Local Leaders Blast Resumption of Nuclear Weapons Testing Near Las Vegas

Posted on: October 30, 2025, 04:38h. 

Last updated on: October 30, 2025, 08:43h.

When President Trump posted to Truth Social on Wednesday that he had ordered the Pentagon to resume nuclear testing “immediately,” Las Vegas government leaders clapped back.

A US Air Force photographer places himself within 10 miles of an explosion at the Nevada Test Site in 1957. (Image: US Department of Energy)

They knew that the Nevada National Security Site (NNSS), 65 miles northwest of the Strip, is the only US location capable of conducting full-scale nuclear explosive tests. And, if expediency is the priority that the president claims it is, then building a new location will take too much time.

“Absolutely not,” Nevada Democratic US Rep. Dina Titus, D-Nevada, tweeted Wednesday. “I’ll be introducing legislation to put a stop to this.”

Trump says he ordered the resumption because other countries are testing nuclear weapons.

“We halted it many years ago, but with others doing testing, I think it is appropriate we do so also,” he told reporters aboard Air Force One.

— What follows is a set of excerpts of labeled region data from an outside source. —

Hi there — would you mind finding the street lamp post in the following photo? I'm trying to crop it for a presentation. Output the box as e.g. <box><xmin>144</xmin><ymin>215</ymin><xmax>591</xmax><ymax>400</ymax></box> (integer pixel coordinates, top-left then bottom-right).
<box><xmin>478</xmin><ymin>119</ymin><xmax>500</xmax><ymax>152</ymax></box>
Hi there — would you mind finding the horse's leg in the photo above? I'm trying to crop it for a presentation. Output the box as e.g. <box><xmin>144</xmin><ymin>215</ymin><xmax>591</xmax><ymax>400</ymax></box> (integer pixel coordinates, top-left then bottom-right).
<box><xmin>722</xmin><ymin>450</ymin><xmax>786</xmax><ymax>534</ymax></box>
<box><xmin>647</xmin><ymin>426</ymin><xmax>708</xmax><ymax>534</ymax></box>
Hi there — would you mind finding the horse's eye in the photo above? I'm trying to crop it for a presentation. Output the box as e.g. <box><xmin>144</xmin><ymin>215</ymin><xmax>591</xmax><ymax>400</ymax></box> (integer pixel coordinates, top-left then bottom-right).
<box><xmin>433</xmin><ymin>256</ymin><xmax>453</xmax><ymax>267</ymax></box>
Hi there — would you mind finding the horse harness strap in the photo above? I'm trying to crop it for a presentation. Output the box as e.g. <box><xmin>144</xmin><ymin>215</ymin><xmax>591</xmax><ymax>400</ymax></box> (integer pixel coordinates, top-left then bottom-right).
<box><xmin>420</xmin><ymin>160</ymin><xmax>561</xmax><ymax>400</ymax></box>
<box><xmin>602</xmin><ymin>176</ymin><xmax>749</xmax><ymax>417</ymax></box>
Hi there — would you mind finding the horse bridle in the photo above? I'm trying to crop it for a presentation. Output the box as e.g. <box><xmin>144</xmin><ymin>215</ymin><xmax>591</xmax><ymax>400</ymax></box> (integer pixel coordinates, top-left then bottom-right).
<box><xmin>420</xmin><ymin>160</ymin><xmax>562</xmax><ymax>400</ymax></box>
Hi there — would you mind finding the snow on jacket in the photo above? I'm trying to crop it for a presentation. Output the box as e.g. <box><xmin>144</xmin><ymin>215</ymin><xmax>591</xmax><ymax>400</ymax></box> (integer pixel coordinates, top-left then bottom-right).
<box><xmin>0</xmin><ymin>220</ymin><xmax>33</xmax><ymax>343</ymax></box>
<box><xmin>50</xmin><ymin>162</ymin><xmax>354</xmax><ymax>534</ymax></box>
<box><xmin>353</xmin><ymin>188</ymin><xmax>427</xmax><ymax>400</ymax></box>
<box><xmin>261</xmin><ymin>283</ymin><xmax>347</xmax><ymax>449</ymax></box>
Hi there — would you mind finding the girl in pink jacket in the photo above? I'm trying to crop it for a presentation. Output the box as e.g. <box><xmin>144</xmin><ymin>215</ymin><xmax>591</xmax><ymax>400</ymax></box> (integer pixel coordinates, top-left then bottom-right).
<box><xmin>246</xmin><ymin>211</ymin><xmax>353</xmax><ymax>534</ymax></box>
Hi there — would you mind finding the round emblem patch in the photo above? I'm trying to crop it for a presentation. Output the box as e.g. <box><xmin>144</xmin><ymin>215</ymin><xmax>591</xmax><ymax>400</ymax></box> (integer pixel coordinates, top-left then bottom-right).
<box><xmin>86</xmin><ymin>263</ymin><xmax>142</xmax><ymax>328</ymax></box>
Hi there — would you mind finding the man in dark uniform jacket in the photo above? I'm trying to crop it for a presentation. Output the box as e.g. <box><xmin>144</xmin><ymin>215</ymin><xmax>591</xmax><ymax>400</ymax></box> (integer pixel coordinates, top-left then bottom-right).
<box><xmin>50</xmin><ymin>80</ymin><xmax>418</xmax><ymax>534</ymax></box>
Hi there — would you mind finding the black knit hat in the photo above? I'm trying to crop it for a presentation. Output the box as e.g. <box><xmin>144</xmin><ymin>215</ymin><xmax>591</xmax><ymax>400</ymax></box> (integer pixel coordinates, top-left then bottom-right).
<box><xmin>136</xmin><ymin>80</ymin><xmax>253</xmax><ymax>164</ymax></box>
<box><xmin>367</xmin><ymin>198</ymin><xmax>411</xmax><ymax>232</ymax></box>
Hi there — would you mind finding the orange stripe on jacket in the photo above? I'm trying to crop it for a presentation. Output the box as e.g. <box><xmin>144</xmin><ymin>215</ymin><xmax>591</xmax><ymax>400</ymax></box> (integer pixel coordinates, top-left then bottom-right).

This aligns with Project 2025, the document that has served as a blueprint for multiple Trump administration policies. It called for the US to “restore the nuclear infrastructure” and “readiness to test nuclear weapons at the Nevada National Security Site.”

“This directly contradicts the commitments I secured from Trump nominees — and the opinion of Administration officials who certify our nuclear stockpile — who’ve told me explosive nuclear testing would not happen & is unnecessary,” added US Sen. Jacky Rosen, D-Nevada, in her own tweet on Wednesday.

“I’ll fight to stop this,” she vowed.

Guests at the Last Frontier watch a mushroom cloud from a nuclear test, at the top of the photo, in 1953. (Image: Las Vegas News Bureau)

Underground Zero

A January 1951 detonation was the first of 100 in the air over the 1,355 square-mile Nevada Proving Ground, which was carved out from the Nellis Air Force Gunnery and Bombing Range. (In 1955, its name was changed to the Nevada Test Site, followed by a 2010 name change to the NNSS.)

The aboveground tests — whose mushroom clouds were watched by tourists from Las Vegas bars and hotels during “atomic viewing parties” — ended with the signing of the Partial Test Ban Treaty in 1963.

Most people believe nuclear testing came to an end then. However, it continued until September 1992, when the Mirage was already three years old.

That 828 more nuclear tests were conducted at the Nevada Test Site wasn’t common knowledge because none of the them produced a mushroom cloud visible in Las Vegas — only the occasional ground rumble.

All those explosions left vast swaths of the Nevada site irradiated, with fallout exposure tied to elevated rates of cancer and other severe illnesses among workers and nearby residents.

They’re even implicated in the deaths of movie star John Wayne and the other cast and crew of the 1954 film “The Conqueror,” which filmed 137 miles downwind of the Nevada Proving Ground. (Of the 200 people who worked on it, 91 developed cancer.)

Tireless lobbying by self-proclaimed “downwinders” got Utah Sen. Orrin Hatch (R) to spearhead the 1990 passage of the Radiation Exposure Compensation Act. The $100 million compensation package offered $50,000 each to the families of all residents of Nevada, Utah, and Arizona able to link cancers and other diseases to their fallout exposure.

A congressional moratorium on all nuclear testing — driven by health, environmental and geopolitical concerns — was signed into law by President George H.W. Bush. The final test, codenamed Divider, was conducted on September 23, 1992.

Since then, the National Nuclear Security Administration has conducted only subcritical (non-exploding) nuclear weapons experiments on the site.